En 1951 nous avons été avisés que le président de la Société Watch Tower, Nathan Knorr, devait se rendre au Japon, mais nous ignorions quand. Le 27 avril 1951, alors que nous étions encore en train de coudre à minuit, la radio a diffusé la dernière information de la journée. “M. Nathan Knorr, président de la Watch Tower, doit arriver au Japon et prononcer un discours dans la salle Kyoritsu”, annonçait le présentateur. Le lendemain je prenais le train pour Tokyo, et faisais un voyage de 900 kilomètres à travers la misère et le chaos d’après-guerre. Le 29 avril, assise sur ma chaise, j’écoutais frère Knorr.
J’ai été émue à l’annonce de la première impression de La Tour de Garde en japonais depuis la guerre. Je suis rentrée à la maison munie du numéro du 1er mai 1951. Autant qu’il m’en souvienne, jamais je n’ai été aussi heureuse de ma vie. “À présent la prédication repart officiellement au Japon, pensais-je, et selon la prophétie l’œuvre de Jéhovah va prendre de l’ampleur, le petit va devenir un millier.”
Depuis lors, nous avons eu la joie de rester très proches de l’organisation de Jéhovah. En août 1951, frère Adrian Thompson nous a rendu visite pour la première fois en tant que surveillant de circonscription. Les réunions ont été organisées, et les deux premiers frères pionniers spéciaux du Japon ont été affectés à Kure. La congrégation a grossi peu à peu; mon mari y était serviteur de congrégation.

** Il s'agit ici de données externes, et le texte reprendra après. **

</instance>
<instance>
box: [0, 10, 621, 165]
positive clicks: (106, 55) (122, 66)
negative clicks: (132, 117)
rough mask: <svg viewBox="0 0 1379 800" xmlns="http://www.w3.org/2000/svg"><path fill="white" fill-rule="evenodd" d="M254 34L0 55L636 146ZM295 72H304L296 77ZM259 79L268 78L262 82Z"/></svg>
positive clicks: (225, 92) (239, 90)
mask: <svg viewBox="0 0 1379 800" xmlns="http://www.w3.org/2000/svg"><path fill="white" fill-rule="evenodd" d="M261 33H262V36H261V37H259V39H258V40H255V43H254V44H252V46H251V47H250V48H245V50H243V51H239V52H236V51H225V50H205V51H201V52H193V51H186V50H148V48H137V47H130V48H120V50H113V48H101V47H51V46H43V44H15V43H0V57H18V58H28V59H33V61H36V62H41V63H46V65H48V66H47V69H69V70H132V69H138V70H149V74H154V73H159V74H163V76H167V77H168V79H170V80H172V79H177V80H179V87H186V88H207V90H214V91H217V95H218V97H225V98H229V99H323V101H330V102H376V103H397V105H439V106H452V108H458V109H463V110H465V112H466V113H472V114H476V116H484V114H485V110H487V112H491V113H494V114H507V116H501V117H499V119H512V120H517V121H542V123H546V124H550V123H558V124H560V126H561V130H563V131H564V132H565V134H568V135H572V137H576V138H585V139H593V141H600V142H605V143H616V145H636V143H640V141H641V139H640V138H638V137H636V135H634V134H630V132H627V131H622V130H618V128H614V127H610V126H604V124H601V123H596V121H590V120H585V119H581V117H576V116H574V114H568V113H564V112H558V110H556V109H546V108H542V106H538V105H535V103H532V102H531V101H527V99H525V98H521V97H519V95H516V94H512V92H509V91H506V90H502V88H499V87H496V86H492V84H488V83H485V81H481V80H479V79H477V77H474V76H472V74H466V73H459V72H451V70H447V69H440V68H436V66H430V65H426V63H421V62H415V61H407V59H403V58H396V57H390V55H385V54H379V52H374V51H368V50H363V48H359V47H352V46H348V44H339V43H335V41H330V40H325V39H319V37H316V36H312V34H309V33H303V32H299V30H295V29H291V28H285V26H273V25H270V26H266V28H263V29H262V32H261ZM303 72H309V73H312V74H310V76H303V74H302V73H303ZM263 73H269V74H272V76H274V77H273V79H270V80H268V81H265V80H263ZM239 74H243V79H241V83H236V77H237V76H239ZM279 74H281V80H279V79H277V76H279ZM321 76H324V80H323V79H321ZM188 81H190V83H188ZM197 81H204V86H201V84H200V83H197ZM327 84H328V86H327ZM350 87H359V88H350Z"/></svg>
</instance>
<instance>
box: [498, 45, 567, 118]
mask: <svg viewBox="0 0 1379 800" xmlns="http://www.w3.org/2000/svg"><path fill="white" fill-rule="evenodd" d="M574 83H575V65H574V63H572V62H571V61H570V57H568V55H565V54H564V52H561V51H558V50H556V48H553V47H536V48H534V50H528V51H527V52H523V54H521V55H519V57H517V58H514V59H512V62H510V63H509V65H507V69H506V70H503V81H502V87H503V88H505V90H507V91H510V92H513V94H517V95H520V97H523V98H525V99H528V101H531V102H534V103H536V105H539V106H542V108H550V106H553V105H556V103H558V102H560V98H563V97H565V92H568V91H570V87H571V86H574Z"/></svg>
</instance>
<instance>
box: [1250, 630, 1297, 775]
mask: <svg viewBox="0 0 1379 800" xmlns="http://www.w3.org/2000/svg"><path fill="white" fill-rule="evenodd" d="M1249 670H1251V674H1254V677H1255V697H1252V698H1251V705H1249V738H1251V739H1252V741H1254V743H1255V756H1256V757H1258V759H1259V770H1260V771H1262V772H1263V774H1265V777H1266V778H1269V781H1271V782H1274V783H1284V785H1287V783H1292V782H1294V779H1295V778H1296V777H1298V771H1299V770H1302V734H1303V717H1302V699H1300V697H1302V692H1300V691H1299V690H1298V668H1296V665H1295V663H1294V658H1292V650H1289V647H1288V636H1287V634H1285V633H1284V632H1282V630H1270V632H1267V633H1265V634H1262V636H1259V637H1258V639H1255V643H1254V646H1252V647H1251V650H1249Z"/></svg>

Qu’était-il advenu des 130 Témoins japonais d’avant-guerre? Le mauvais exemple de Junzo Akashi, l’ex-surveillant de filiale, a eu sur beaucoup un effet désastreux. Quelques-uns l’ont suivi, d’autres se sont dispersés et d’autres encore sont manifestement morts des persécutions. Une douzaine sont restés actifs au service de Jéhovah et certains d’entre eux ont une santé qui leur permet d’être toujours des serviteurs zélés.
Ma santé s’améliorant, j’ai été pionnier permanent quelques années. Mon mari avait 71 ans lorsqu’un jour il a vomi une grande quantité de sang. On l’a transporté d’urgence dans un hôpital, où heureusement les médecins ont respecté son refus d’une transfusion sanguine. Bien qu’il se soit passablement rétabli, il est mort six mois plus tard. Kozo, notre fils adoptif, a été pionnier spécial de nombreuses années; à présent, il est ancien.
Quand je songe au passé et à nos compagnons d’avant la guerre, il me semble que, soumis à de fortes pressions, la plupart de ceux qui avaient des capacités et une intelligence supérieures ont quitté l’organisation de Dieu. Peut-être avaient-ils eu trop confiance en leurs propres capacités. Ceux qui sont restés fidèles n’avaient pas d’aptitudes spéciales et n’étaient pas en vue. C’est une preuve que nous devons tous nous confier en Jéhovah de tout notre cœur et en tout temps. — Proverbes 3:5.
Il ne fait aucun doute que la “grande tribulation” va arriver (Matthieu 24:21). Il se peut que nous affrontions encore des épreuves pires que les précédentes. Peut-être ne seront-elles pas si faciles à endurer que nous le croyons. Mais si nous avons vraiment confiance en Jéhovah, que nous l’aimions vraiment et que nous implorions son aide de tout cœur, alors comme il ne m’a pas abandonnée il n’abandonnera pas ses serviteurs qui luttent pour le servir avec fidélité. — Psaume 37:25.
[Illustration, page 23]
J’ai épousé Jizo Ishii, qui m’était absolument inconnu.
[Illustration, page 25]
Quand frère Knorr est venu au Japon en 1951, il a encouragé les missionnaires et desservi des assemblées à Tokyo, à Nagoya et à Kobe (ci-dessus).